### Redshift Streaming Ingestion
Run cloud formation template found here- https://tinyurl.com/zxv5b8jk

Cloud formation creates Redshift cluster, Lambda Function, KDS and Eventbridge rule which invokes the lambda function

#### Check KDS is working

1. Login to Aws Console --> Services --> search and select Kinesis Data Stream
1. Click on the Data stream with name "cust-payment-txn-stream" to view the details page.
1. Next click on the Monitoring tab and scroll down to check cloud watch metrics for the activity.
1. Click on Data viewer tab, select of one of the shard and click on Get records button to view the Data

#### Create External Schema

Create an external schema to map the data from Kinesis to a Redshift object.

In [0]:
CREATE EXTERNAL SCHEMA custpaytxn
FROM KINESIS
IAM_ROLE  default;

### Check avaialble streams
You can find out list of topics from svv_external_tables view

In [0]:
--verify available streams 
select * from SVV_EXTERNAL_TABLES;

#### Creating Streaming Ingestion object

Create a materialized view to consume the stream data. The following examples show both methods of defining materialized views to ingest the JSON source data.

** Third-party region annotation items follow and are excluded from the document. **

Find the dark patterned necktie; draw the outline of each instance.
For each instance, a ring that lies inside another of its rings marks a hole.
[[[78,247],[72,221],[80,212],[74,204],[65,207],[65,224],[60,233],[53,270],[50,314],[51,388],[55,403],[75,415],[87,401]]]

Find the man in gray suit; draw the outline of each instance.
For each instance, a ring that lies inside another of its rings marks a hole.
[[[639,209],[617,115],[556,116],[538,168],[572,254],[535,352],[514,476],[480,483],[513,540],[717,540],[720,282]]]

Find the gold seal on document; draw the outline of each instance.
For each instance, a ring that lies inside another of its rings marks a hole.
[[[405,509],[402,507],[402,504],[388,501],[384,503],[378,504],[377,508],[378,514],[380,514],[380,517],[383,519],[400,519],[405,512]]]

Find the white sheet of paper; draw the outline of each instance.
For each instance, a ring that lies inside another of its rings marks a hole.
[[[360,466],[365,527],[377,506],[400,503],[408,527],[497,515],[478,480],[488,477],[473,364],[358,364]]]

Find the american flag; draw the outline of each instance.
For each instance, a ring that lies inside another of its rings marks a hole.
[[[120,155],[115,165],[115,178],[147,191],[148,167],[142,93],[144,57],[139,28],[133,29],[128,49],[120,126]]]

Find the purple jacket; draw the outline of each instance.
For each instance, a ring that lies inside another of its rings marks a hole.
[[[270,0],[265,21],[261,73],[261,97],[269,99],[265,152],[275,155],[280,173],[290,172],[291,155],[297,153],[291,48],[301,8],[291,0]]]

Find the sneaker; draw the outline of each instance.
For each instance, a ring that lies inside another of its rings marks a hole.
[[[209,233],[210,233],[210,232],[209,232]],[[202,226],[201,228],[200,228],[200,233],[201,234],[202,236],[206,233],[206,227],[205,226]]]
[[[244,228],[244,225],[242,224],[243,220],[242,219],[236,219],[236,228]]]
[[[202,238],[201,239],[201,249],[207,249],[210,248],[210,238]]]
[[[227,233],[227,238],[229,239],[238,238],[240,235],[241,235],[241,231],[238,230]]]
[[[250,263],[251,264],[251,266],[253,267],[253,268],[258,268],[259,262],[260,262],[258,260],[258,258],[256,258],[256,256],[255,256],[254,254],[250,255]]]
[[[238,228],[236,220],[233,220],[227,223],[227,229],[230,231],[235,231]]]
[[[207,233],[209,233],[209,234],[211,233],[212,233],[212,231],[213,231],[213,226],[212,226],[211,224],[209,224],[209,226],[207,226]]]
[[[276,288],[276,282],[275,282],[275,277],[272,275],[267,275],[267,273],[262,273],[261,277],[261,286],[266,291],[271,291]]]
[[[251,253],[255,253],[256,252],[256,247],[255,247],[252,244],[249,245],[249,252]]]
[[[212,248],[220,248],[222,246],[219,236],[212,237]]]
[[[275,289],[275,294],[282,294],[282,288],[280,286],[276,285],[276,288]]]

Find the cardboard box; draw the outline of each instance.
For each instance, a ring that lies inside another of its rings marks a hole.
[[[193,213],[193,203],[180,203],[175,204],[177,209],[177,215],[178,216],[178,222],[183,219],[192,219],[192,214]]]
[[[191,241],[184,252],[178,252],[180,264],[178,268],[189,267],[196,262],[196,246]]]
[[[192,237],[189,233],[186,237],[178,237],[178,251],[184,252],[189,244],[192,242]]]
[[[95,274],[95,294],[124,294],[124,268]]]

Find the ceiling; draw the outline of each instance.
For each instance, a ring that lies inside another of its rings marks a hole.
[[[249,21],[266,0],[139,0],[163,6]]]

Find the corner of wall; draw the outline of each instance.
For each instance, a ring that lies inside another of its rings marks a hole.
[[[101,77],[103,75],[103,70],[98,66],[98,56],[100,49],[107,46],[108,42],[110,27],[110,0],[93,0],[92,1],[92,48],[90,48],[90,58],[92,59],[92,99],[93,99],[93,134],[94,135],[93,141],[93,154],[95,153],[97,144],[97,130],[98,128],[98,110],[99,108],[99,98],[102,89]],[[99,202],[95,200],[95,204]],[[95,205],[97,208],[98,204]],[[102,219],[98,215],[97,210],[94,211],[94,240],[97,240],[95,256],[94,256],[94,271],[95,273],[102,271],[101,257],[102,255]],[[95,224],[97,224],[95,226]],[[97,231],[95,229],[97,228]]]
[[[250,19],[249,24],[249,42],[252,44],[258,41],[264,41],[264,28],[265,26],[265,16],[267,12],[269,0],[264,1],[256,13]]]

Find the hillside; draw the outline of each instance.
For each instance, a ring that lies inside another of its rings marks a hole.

In below example, we are parsing JSON format data.  Alternatively you can store stream records in semi-structured SUPER format. 

In below SQL, we parsing our fields, checking data is utf8 format and also making sure incoming data is valid json and can be parsed.

In [0]:
CREATE MATERIALIZED VIEW cust_payment_tx_stream
AUTO REFRESH YES 
AS
SELECT approximate_arrival_timestamp ,
partition_key,
shard_id,
sequence_number,
json_extract_path_text(from_varbyte(kinesis_data, 'utf-8'),'TRANSACTION_ID')::bigint as TRANSACTION_ID,
json_extract_path_text(from_varbyte(kinesis_data, 'utf-8'),'TX_DATETIME')::character(50) as TX_DATETIME,
json_extract_path_text(from_varbyte(kinesis_data, 'utf-8'),'CUSTOMER_ID')::int as CUSTOMER_ID,
json_extract_path_text(from_varbyte(kinesis_data, 'utf-8'),'TERMINAL_ID')::int as TERMINAL_ID,
json_extract_path_text(from_varbyte(kinesis_data, 'utf-8'),'TX_AMOUNT')::decimal(18,2) as TX_AMOUNT,
json_extract_path_text(from_varbyte(kinesis_data, 'utf-8'),'TX_TIME_SECONDS')::int as TX_TIME_SECONDS,
json_extract_path_text(from_varbyte(kinesis_data, 'utf-8'),'TX_TIME_DAYS')::int as TX_TIME_DAYS
FROM custpaytxn."cust-payment-txn-stream"
Where is_utf8(kinesis_data) AND can_json_parse(kinesis_data);

### AUTO Refresh takes some time to kick in, give it upto a minute for the first run. 
You can also manually refresh the MV.

In [0]:
REFRESH MATERIALIZED view cust_payment_tx_stream;

In [0]:
--sample the records
SELECT * FROM cust_payment_tx_stream LIMIT 10;

In [0]:
--count total number of records
SELECT COUNT(*) AS stream_rec_count FROM cust_payment_tx_stream;

In [0]:
--check through put

Select 
cast(approximate_arrival_timestamp as date) as Arrival_Date,
Extract(hour from approximate_arrival_timestamp) as Arrival_Hour,
Extract(Minute from approximate_arrival_timestamp) as Arrival_Minute,
Extract(Second from approximate_arrival_timestamp) as Arrival_Second, Count(*)
From
cust_payment_tx_stream  a
group by 1, 2,3 ,4
Order by 1 desc, 2 desc, 3 desc, 4 desc;

### Log Tables

In [0]:
SELECT * FROM stv_mv_info WHERE name = 'cust_payment_tx_stream' LIMIT 10;